If you go past that, you're literally paying for the privilege of working.

How to Fight Back: Actionable Strategies

You can’t break the laws of physics, and you can’t really break the law of diminishing returns either. But you can navigate it.

Audit your inputs. Look at your weekly schedule. Where are you spending the most time for the smallest gain? Most people find that their Friday afternoon "admin" sessions are a total waste of time. Cut them. Use that time for high-leverage thinking or just go home and rest so your "returns" on Monday are higher.

Diversify your channels. If your Google Ads are getting too expensive because of diminishing returns, don't double down. Move that "excess" budget into a new channel like SEO, influencer partnerships, or email marketing where you are still in the "increasing returns" phase.

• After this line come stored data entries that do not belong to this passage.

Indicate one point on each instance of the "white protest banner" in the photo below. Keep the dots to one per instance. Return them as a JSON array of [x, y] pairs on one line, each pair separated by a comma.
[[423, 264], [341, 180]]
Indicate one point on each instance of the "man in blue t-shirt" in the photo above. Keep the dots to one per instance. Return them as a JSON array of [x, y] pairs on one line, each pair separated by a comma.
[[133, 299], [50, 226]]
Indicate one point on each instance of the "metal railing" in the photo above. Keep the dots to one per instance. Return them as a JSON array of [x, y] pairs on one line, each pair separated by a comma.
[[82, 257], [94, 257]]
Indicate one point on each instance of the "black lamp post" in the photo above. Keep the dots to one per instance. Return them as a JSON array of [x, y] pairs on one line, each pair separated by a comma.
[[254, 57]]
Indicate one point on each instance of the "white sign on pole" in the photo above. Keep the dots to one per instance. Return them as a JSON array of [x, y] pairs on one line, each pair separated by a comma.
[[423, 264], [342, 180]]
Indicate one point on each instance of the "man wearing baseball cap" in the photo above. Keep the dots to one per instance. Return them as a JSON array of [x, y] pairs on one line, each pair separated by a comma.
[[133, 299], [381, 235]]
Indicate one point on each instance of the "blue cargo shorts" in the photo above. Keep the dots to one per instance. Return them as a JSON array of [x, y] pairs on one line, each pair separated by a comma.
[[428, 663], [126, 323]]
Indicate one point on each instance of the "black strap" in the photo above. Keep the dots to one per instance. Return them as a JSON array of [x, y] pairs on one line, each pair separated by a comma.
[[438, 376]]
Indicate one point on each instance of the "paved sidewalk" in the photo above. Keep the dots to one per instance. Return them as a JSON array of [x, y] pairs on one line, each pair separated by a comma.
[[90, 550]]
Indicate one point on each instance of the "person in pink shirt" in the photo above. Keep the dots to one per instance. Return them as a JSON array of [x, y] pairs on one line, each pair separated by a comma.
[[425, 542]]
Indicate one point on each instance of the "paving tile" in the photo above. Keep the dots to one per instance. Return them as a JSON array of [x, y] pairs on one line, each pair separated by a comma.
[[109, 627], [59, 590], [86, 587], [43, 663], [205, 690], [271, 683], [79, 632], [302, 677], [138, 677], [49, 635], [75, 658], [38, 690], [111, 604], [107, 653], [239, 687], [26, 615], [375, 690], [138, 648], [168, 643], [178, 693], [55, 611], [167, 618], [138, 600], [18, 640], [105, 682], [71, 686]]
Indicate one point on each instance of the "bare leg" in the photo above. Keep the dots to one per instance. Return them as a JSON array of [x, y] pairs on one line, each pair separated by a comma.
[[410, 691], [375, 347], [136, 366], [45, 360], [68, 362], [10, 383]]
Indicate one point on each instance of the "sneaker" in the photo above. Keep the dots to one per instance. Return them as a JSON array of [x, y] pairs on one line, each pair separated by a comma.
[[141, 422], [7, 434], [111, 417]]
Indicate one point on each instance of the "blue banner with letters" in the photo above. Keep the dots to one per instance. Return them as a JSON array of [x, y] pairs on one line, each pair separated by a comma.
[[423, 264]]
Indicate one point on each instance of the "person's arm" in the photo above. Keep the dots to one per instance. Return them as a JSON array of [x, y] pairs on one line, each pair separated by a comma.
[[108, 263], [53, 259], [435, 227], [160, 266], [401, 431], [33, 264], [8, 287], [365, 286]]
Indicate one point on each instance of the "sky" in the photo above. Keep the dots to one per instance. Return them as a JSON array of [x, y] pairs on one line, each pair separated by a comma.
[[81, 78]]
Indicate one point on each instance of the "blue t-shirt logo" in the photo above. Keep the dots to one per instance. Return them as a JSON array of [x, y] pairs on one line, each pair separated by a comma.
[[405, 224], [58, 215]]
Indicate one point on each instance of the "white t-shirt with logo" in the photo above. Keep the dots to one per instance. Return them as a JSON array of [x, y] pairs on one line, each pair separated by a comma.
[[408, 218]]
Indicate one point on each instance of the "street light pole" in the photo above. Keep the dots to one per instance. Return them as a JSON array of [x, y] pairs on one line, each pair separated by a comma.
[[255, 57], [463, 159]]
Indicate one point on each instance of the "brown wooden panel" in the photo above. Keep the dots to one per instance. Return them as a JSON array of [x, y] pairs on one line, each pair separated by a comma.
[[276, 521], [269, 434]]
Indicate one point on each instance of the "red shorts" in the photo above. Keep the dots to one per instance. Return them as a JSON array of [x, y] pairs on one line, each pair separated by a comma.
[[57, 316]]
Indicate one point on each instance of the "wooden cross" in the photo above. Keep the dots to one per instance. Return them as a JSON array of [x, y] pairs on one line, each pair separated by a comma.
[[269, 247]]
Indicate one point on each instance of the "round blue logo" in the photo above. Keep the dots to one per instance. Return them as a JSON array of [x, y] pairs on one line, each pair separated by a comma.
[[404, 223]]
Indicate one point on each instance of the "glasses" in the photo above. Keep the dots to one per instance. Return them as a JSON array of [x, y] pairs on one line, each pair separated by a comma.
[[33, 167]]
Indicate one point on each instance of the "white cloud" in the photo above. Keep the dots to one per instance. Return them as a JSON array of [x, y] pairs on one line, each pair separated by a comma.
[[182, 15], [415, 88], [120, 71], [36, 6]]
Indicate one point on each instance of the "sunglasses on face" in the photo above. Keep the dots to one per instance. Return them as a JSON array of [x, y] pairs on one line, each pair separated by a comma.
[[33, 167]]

Upgrade your fixed assets. If your team is maxed out, don't hire a junior. Buy better software. Automate the repetitive stuff. If the "plot of land" (your infrastructure) is the bottleneck, make the land better.

The "Stop at 80%" Rule. In non-critical tasks, 80% is usually enough. Professional perfectionists are the primary victims of this law. Recognize when the marginal utility of your effort has dropped below the value of your time.

Start looking for the "flatness" in your growth curves. When you see it, don't push harder. Step back, change the variables, and find a new curve to climb.